4. ML Integration Points
Phase 1: Data Collection (Current)
- Import scenes from TPDB with metadata
- Import images from PornPics
- Manual tagging to build training dataset
Phase 2: Tag Suggestion (Future)
- ML model suggests tags based on images
- Store predictions with confidence scores
- Human verification workflow
Phase 3: Auto-tagging (Future)
- High-confidence predictions auto-applied
- Periodic retraining with verified data
- Confidence thresholds per tag category
5. Data Quality Safeguards
Prevent Tag Spam:
- Tag category constraints (can't tag "bedroom" as "clothing/color")
- Minimum confidence thresholds
- Rate limiting on ML predictions
Ensure Consistency:
- Tag aliases for variations (pink/rose/hot_pink)
- Batch tag operations
- Tag merging/splitting tools
Human Oversight:
- Verification workflow for ML tags
- Tag dispute resolution
- Quality metrics per tagger (user/ml)
6. API Design (Future)
// TagService interface
type TagService interface {
// Basic CRUD
CreateTag(categoryID int64, name string, aliases []string) (*Tag, error)

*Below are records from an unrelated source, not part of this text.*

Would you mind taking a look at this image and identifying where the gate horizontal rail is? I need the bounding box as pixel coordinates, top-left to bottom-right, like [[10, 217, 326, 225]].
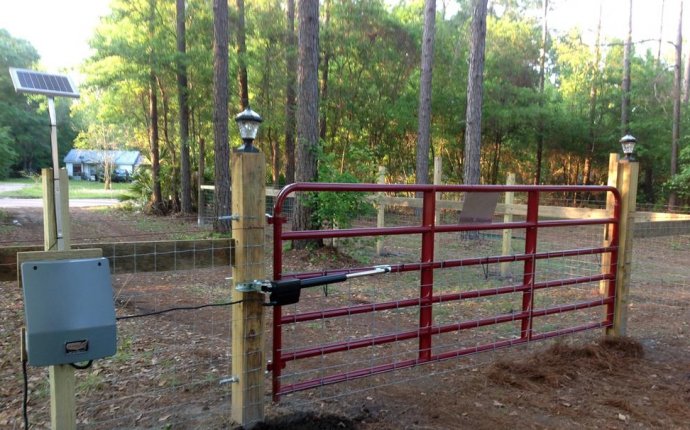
[[268, 183, 620, 401]]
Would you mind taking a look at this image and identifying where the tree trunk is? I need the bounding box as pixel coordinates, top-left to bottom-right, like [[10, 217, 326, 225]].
[[293, 0, 321, 249], [656, 0, 666, 66], [668, 1, 683, 210], [415, 0, 436, 189], [463, 0, 488, 185], [534, 0, 549, 185], [621, 0, 633, 135], [237, 0, 249, 110], [285, 0, 297, 184], [177, 0, 192, 214], [319, 0, 331, 141], [148, 0, 163, 213], [213, 0, 231, 233], [582, 0, 604, 185]]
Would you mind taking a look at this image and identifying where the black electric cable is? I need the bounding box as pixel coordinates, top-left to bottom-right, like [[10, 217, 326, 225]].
[[22, 360, 29, 430], [70, 360, 93, 370], [115, 300, 246, 321]]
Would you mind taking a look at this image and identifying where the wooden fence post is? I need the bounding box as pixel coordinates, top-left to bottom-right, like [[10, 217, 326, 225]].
[[606, 160, 640, 336], [41, 169, 77, 430], [231, 151, 266, 429], [501, 173, 515, 278], [434, 157, 443, 225], [376, 166, 386, 256], [599, 153, 619, 296]]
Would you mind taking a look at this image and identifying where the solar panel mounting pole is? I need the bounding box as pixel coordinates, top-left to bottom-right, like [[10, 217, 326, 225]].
[[48, 97, 65, 251], [10, 67, 79, 251], [10, 67, 79, 430]]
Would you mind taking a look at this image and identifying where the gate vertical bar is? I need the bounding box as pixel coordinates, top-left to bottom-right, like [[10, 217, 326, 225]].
[[376, 166, 386, 256], [270, 210, 283, 402], [606, 160, 640, 336], [231, 150, 266, 428], [501, 173, 515, 278], [419, 189, 436, 361], [520, 191, 539, 340], [599, 153, 619, 295]]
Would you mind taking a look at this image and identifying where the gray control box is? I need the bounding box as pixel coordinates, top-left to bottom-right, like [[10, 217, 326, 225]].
[[21, 258, 117, 366]]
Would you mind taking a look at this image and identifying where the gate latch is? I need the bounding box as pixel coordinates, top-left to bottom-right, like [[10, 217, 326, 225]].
[[236, 265, 391, 306]]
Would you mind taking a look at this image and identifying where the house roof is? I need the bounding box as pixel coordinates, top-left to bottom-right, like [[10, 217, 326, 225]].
[[63, 149, 141, 166]]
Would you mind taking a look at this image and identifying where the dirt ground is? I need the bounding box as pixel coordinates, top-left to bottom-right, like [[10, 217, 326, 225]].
[[0, 209, 690, 430]]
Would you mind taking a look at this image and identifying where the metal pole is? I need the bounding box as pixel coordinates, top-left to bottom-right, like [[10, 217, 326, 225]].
[[48, 97, 65, 251]]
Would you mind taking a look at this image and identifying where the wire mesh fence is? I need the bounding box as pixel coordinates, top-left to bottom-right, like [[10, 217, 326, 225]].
[[0, 186, 690, 428]]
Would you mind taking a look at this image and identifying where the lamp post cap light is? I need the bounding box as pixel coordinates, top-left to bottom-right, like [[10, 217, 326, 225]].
[[235, 106, 263, 123], [235, 106, 263, 152], [619, 134, 637, 161]]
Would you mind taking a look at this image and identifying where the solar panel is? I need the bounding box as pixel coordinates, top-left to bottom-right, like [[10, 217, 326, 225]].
[[10, 67, 79, 98]]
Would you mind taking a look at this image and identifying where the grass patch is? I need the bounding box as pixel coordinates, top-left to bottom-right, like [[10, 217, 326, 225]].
[[0, 179, 129, 199]]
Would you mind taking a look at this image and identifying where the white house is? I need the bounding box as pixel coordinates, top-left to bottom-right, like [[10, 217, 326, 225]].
[[63, 149, 143, 180]]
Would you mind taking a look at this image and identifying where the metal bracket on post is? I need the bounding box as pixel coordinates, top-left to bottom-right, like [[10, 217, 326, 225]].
[[218, 214, 245, 221], [235, 279, 271, 293]]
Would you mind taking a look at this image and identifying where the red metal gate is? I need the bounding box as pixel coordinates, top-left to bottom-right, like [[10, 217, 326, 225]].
[[268, 183, 620, 401]]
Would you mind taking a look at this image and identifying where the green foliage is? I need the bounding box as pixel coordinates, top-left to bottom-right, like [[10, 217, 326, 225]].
[[120, 167, 153, 209], [308, 154, 374, 232], [0, 127, 18, 179], [665, 146, 690, 201], [59, 0, 690, 207]]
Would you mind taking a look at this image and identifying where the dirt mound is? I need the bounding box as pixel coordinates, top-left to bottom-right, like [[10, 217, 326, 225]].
[[254, 412, 357, 430], [488, 337, 644, 388]]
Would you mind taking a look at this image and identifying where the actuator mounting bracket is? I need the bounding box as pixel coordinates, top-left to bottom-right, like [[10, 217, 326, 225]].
[[235, 265, 391, 306]]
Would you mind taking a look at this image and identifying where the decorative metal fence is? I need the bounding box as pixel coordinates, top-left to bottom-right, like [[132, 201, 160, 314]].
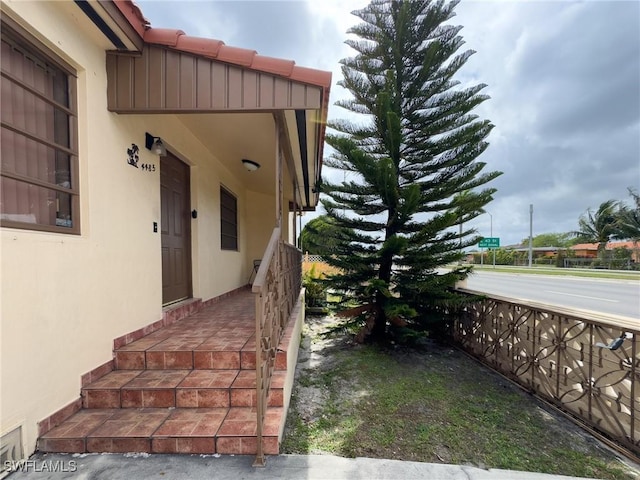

GetTagByID(id int64) (*Tag, error)
SearchTags(query string, categoryID *int64) ([]Tag, error)
// Scene tagging
AddTagToScene(sceneID, tagID int64, source string, confidence float64) error
RemoveTagFromScene(sceneID, tagID int64) error
GetSceneTags(sceneID int64, verified bool) ([]Tag, error)
// Complex queries
SearchScenesByTags(requirements TagRequirements) ([]Scene, error)
// ML integration
StorePrediction(sceneID int64, predictions []TagPrediction) error
VerifyTag(sceneID, tagID int64) error
BulkVerifyTags(sceneID int64, tagIDs []int64) error
}
type TagRequirements struct {
Required []TagFilter // must have ALL
Optional []TagFilter // nice to have (scoring)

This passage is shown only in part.